変態って、時代とかでかなり変わるんだなあ。


「では本題に戻ろう。観測者がいる条件では、君のしていた行動も、充分変態行為に値するのではないかな?」
うぐ。

「で、でも、実際現状では、あなたは不法侵入者であって、猥褻物を見せ付けられたのはこっちですよ!?」
男は、少し困ったような顔で首を傾げた。

「ふむ。以前に名乗ったはずだが、忘れたかな? 私はこういうものだ」
と、胸ポケットから名刺を出したので、反射的に両手で受け取った。

株式会社、え、エレクトリック……なんとかカンパニー、CEO?
ケンゴ・シノヅカ……篠塚賢吾、か。

そういえば、引越しのとき、名前を聞いたような……? 〆切明けだったから、あんまり記憶が……。


「話の途中だったな。……残念ながら、外から見える状態で、全裸になって窓に立っていた場合、相手に見られた時点で公然猥褻の罪にあたるのだよ」

マジで!?
窓の側を裸で通っただけで逮捕された例もあるなんて、酷い。

他人の家の中を覗く方が失礼なのに!


法の理不尽に憤りを感じていたら。
にゃあ、と猫が出てきた。ようやく落ち着いたようだ。

おお、美猫ちゃんだ。シャノンだっけ? お洒落な名前だな。


篠塚さんは、かなり高級そうな腕時計を見て。
「ああ、もうこんな時間か。では、失礼するよ。鍵はちゃんと持っているので心配は要らない」
と、猫を抱き上げ、そのままうちのドアから出ようとした。

篠塚さんちの鍵の心配は、別にしてなかったけど。


「そのまま出ちゃダメええええ!!」
とりあえず、腰に巻いてそのブツを隠すよう、大きめのバスタオルを渡した。

「ありがとう。君は親切だな。では、またあとで」

にっこりと笑う顔は、とてもハンサムな紳士なのに。
下はモロ出しなんだよね……。

できればもう、逢いたくないです……。


★☆★☆★


ううう、お隣さんに恥ずかしいとこ見られちゃった……。
というか、よく考えてみたら、ぼくも下半身丸出しだったよ! だってアナニー中だったからね!


渡された名刺の会社を検索して調べてみたら。
篠塚さんは、すごい人だったようだ。

イギリス生まれ、イギリス育ちの日系三世で。某有名大卒。
18の若さで大学の学友とインターネットの会社を立ち上げ、上場。大会社に発展させる。
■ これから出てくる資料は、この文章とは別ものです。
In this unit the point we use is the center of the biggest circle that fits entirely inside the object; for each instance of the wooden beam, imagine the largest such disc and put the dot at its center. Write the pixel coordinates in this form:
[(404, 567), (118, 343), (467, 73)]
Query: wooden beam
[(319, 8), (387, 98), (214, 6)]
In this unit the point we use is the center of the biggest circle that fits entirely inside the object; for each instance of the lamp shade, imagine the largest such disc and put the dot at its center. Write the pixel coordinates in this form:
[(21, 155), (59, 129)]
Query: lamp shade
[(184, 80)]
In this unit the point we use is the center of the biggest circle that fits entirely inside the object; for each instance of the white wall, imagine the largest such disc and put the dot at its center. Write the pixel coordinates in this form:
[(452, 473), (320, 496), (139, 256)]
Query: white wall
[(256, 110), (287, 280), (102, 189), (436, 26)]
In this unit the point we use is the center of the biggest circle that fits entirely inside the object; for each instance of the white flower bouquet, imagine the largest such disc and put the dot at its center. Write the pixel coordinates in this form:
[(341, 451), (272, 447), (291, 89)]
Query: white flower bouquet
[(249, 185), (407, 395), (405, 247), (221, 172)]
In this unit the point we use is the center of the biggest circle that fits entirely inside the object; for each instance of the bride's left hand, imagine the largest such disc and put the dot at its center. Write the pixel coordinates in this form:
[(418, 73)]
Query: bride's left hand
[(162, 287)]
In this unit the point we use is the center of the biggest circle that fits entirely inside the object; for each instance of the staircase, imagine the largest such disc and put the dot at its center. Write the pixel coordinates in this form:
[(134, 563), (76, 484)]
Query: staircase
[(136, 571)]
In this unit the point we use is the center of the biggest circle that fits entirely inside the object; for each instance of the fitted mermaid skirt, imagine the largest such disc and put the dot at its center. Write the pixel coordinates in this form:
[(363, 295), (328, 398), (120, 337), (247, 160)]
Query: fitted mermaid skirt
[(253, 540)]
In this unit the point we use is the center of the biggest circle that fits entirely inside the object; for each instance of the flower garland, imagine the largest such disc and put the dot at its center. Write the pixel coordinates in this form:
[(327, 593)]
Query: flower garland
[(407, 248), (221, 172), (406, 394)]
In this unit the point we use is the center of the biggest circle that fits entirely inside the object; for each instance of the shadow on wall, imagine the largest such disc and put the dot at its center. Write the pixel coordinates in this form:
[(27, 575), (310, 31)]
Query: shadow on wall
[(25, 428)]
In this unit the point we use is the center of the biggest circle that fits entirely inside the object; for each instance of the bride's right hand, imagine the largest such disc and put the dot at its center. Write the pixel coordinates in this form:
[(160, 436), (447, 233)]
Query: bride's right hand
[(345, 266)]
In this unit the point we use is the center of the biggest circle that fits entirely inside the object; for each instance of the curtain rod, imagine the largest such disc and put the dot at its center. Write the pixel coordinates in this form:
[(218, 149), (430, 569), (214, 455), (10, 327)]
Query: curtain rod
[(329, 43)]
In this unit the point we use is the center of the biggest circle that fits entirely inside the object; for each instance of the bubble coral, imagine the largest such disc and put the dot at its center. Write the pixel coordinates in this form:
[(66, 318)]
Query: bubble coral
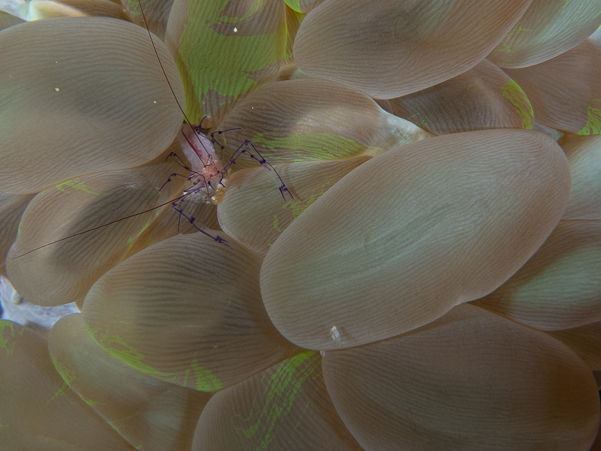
[(431, 285)]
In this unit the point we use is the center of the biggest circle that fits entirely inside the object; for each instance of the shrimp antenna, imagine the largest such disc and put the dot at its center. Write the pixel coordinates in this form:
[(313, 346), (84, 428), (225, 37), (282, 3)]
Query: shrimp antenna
[(167, 78), (101, 226)]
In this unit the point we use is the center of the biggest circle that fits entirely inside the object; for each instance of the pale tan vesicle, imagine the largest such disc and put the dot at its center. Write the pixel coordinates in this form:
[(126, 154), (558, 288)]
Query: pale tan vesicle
[(38, 411), (481, 98), (470, 381), (313, 119), (413, 232), (285, 407), (559, 288), (169, 223), (253, 210), (8, 20), (585, 341), (149, 413), (64, 271), (88, 97), (565, 91), (187, 310), (584, 157), (11, 209), (155, 11), (45, 9), (390, 48), (547, 29)]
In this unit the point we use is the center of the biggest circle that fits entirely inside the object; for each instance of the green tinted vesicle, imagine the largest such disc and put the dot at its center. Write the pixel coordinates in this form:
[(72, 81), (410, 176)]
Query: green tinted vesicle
[(230, 74)]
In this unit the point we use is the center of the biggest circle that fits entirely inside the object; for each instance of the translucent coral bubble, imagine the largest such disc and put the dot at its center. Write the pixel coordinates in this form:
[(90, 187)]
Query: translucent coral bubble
[(8, 20), (403, 238), (481, 98), (147, 412), (559, 288), (38, 411), (584, 157), (310, 119), (389, 48), (155, 17), (66, 269), (471, 381), (225, 50), (186, 310), (44, 9), (11, 209), (585, 341), (90, 96), (547, 29), (560, 98), (253, 211), (286, 406)]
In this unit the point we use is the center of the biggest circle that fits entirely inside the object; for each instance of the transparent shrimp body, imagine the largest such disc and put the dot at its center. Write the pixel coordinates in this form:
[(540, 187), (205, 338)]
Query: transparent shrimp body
[(207, 178)]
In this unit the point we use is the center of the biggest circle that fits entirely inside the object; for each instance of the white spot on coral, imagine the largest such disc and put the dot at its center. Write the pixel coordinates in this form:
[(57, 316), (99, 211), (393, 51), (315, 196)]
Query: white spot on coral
[(335, 334)]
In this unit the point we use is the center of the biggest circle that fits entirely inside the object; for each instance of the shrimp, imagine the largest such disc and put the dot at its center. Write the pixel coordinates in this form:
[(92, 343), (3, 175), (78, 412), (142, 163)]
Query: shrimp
[(205, 173)]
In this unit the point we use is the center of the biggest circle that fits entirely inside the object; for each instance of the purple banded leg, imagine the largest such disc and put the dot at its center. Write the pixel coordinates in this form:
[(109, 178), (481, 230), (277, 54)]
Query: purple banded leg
[(173, 174), (179, 160), (192, 221), (255, 155)]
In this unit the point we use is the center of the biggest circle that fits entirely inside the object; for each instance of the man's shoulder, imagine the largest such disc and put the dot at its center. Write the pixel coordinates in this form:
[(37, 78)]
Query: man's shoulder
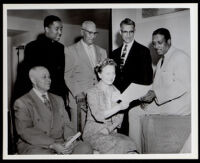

イギリスの本社を学友に任せ、日本支社を設立。代表となる。


なにやらすごい賞とか貰ってるし、外国ではかなり有名な会社らしい。日本で、ぼくでも名前を聞いたことがあるような製品を開発していた。
現在35歳。若々しいなあ。

いや、下半身がじゃなくて。下半身もだけど。

手のひらを開いて正面に突き出して。
親指が十代、人差し指が二十代、という判定では十代並みだった。


そんな人が、朝一番に下半身マッパで朝日を浴びているのか……。

何で全裸じゃないんだろう?
ワイシャツに上着、ネクタイまできっちり締めて、下は丸出しって姿はおかしいと思う。靴下も履いてたし。


やっぱり、変態なのでは?


★☆★☆★


……あ、仕事のメールが入ってる。

新作は肛虐ものって指定だった。
何となく感覚はつかめたので、ネームは何とかなりそうだ。


ぼくは、エロ漫画家である。

童貞の妄想を書き殴ったら、うっかり売れてしまって。
税金対策で、億ションを購入。

それが、ぼくが身分に見合わない部屋に住んでいる理由だ。


隣の篠塚さん。
思い出した。引越しのとき、挨拶に来てくれたんだ。

引越しの挨拶にシャンパンとか持って来る人、初めて見たよ。

服装からしてあまりに自分と住む世界の違う、生まれながらのセレブっぽかったから。
今後関わることもないと思って、記憶から追い出してたんだな。

〆切明けでボケてたのもあるけど。


かっこいい人だったのにな。
残念な美形って、ああいうのを言うんだろう。